Why Linux is Not Going To Replace Windows for Business Users

I would imagine that the title of this article will offend many. That being the case, I shall start by saying that I have been, and continue to be, a dedicated protagonist of Linux ever since the mid-90’s when I got a free Red Hat distro at the Computer Expo in New York City. I was hooked. Today, my personal machines are mostly various flavors of Linux. The ease of customization has made the OS perfectly suited to just about any project I had in mind.

And therein lies one of the big problems….

Customization equals expense in the business world

In order for IT, whether insourced or outsourced, to support a population of desktop or laptop computers efficiently, it is imperative that there be a ‘standard image’. Every computer must have the same OS, the same UI, and a substantially similar suite of applications. Exceptions must be made for specific cases, such as engineering or production control computers, but every deviation from the standard equals an increase in support expense.

A deskside support technician may need some time to familiarize him/herself with a non-standard machine.
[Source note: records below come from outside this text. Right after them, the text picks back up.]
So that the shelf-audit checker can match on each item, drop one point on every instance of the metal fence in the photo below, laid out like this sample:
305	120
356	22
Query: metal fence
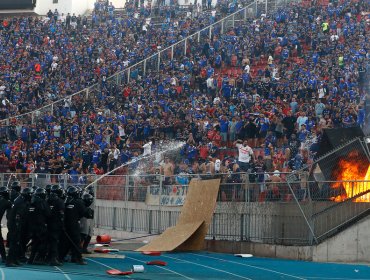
328	180
259	212
154	62
267	208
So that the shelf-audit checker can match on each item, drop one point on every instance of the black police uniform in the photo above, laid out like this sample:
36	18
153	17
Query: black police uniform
75	209
17	226
5	205
38	215
55	227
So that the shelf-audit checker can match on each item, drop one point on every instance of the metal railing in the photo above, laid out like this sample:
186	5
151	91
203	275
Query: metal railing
263	211
151	63
258	208
155	61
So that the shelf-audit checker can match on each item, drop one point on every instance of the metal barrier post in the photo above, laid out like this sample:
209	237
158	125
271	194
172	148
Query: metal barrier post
241	227
256	2
150	222
126	197
65	180
114	218
160	204
266	7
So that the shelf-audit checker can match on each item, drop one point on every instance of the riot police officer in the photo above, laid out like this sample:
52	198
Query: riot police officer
15	190
47	189
38	215
75	209
55	223
86	224
5	205
16	225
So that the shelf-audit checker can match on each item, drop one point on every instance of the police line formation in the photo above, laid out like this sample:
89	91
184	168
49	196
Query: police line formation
46	226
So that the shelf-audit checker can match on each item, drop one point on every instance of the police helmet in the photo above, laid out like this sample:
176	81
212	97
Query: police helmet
16	186
79	191
58	190
88	199
90	190
4	193
72	192
40	192
47	189
27	193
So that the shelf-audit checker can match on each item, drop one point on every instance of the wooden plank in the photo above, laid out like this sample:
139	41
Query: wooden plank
193	224
172	237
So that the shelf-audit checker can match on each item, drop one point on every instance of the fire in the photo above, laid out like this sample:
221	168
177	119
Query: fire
352	168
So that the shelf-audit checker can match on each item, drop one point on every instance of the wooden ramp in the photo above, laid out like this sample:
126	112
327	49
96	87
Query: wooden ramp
195	218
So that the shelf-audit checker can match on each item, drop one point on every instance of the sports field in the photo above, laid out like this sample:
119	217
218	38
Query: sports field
197	265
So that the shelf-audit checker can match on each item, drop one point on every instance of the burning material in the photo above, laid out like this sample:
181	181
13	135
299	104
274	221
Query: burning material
353	171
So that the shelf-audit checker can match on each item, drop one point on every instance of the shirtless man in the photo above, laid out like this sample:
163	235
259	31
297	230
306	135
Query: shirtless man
168	171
In large machine populations, the cumulative time required for familiarization with customized machines becomes a large, yet undocumented, expense. For remote support staff, the problem is even greater. Instructions that would remedy a situation on a standardized machine may worsen a situation on a customized machine. Now the cost of lost productivity starts to add up.

Microsoft has provided the tools to ‘lock down’ a Windows installation in a domain to ensure that the OS stays standard and supportable. With Linux, there are no such mechanisms.

This is a prime example of short-term vs. long-term gains. Any immediate savings in licensing costs realized by using open source operating systems and application suites are generally exceeded by the support costs.

Ah, there’s another point. Application suites. We’ll have to cover that in another article.